Scopolamine inhibits cocaine-conditioned but not unconditioned stimulant effects in mice

RATIONALE: In animal models, cocaine cues contribute to the development of conditioned responses to the psychomotor stimulating and rewarding effects of the drug. OBJECTIVES: In the present study we investigated the effect of scopolamine, known to impair learning and memory, on cocaine-induced conditioned and unconditioned responses in Swiss Webster mice. METHODS: In the first experiment, mice were treated with saline/saline, saline/cocaine (20 mg/kg), scopolamine (1.0 mg/kg)/cocaine, or scopolamine/saline for 5 days. The treatments were paired with the locomotor activity test cage twice, on days 1 and 5. This allowed to determine: (a) the induction and expression of place-dependent sensitization (PDS) to the psychomotor-stimulating effect of cocaine and (b) place-dependent hyperlocomotion (PDH; i.e., conditioning) as defined by the response to saline injection in the test cage.

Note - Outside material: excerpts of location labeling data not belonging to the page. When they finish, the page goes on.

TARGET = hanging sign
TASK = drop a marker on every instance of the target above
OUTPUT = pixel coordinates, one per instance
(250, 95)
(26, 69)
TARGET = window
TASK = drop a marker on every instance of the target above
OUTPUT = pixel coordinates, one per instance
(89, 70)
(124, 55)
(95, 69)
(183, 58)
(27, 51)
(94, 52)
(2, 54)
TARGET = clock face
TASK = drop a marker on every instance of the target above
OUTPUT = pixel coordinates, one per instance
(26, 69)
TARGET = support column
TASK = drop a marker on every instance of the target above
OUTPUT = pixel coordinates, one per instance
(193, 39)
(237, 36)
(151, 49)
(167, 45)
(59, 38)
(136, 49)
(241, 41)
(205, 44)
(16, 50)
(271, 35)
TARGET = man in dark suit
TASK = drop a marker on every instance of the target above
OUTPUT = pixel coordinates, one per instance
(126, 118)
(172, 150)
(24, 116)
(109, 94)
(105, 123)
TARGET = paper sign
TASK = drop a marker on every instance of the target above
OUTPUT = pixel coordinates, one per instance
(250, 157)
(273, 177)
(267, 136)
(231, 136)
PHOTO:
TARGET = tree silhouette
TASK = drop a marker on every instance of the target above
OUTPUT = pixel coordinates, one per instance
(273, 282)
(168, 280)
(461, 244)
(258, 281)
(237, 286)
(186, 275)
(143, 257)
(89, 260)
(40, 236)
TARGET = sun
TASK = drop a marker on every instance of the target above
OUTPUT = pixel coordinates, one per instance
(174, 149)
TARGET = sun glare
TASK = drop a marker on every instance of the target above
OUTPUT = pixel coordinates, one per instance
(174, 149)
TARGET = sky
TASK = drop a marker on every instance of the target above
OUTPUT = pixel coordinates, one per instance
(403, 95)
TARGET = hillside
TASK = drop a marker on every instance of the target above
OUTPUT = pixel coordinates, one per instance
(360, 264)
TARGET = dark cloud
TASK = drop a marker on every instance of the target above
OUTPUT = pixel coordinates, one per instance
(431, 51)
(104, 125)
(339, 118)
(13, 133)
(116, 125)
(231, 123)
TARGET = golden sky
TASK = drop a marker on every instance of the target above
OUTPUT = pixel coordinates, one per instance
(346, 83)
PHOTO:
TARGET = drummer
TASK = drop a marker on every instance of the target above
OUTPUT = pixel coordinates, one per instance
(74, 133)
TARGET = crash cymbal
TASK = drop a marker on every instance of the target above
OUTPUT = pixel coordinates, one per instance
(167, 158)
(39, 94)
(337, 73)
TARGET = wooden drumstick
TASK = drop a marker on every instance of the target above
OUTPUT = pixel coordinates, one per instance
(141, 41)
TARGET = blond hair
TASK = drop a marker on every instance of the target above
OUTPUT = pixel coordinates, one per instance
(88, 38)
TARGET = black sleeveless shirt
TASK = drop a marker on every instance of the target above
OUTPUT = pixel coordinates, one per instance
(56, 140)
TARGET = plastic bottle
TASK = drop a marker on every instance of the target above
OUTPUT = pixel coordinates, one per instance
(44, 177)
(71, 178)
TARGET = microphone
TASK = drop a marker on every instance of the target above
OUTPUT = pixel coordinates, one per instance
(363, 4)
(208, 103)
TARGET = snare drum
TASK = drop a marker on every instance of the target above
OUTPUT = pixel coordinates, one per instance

In the second experiment, all injections were delivered in animals' home cage in order to induce place-independent sensitization (PIS) to cocaine and to avoid the development of PDH. In the third experiment, the effect of scopolamine (1.0 mg/kg) on the acquisition of cocaine-induced conditioned place preference (CPP) was investigated. RESULTS: Data from the first experiment suggest that pretreatment with scopolamine had no specific effect on the induction and expression of cocaine-induced PIS. However, scopolamine blocked cocaine-induced PDH. Results from the second experiment confirmed that scopolamine had no effect on the induction of PIS to cocaine. Results from the third experiment showed that scopolamine completely blocked cocaine-induced CPP. CONCLUSIONS: The finding that scopolamine blocked the conditioned behaviors, PDH and CPP, that develop after exposure to cocaine supports the hypothesis that cocaine cue reactivity in the paradigms tested is associated with learning and memory.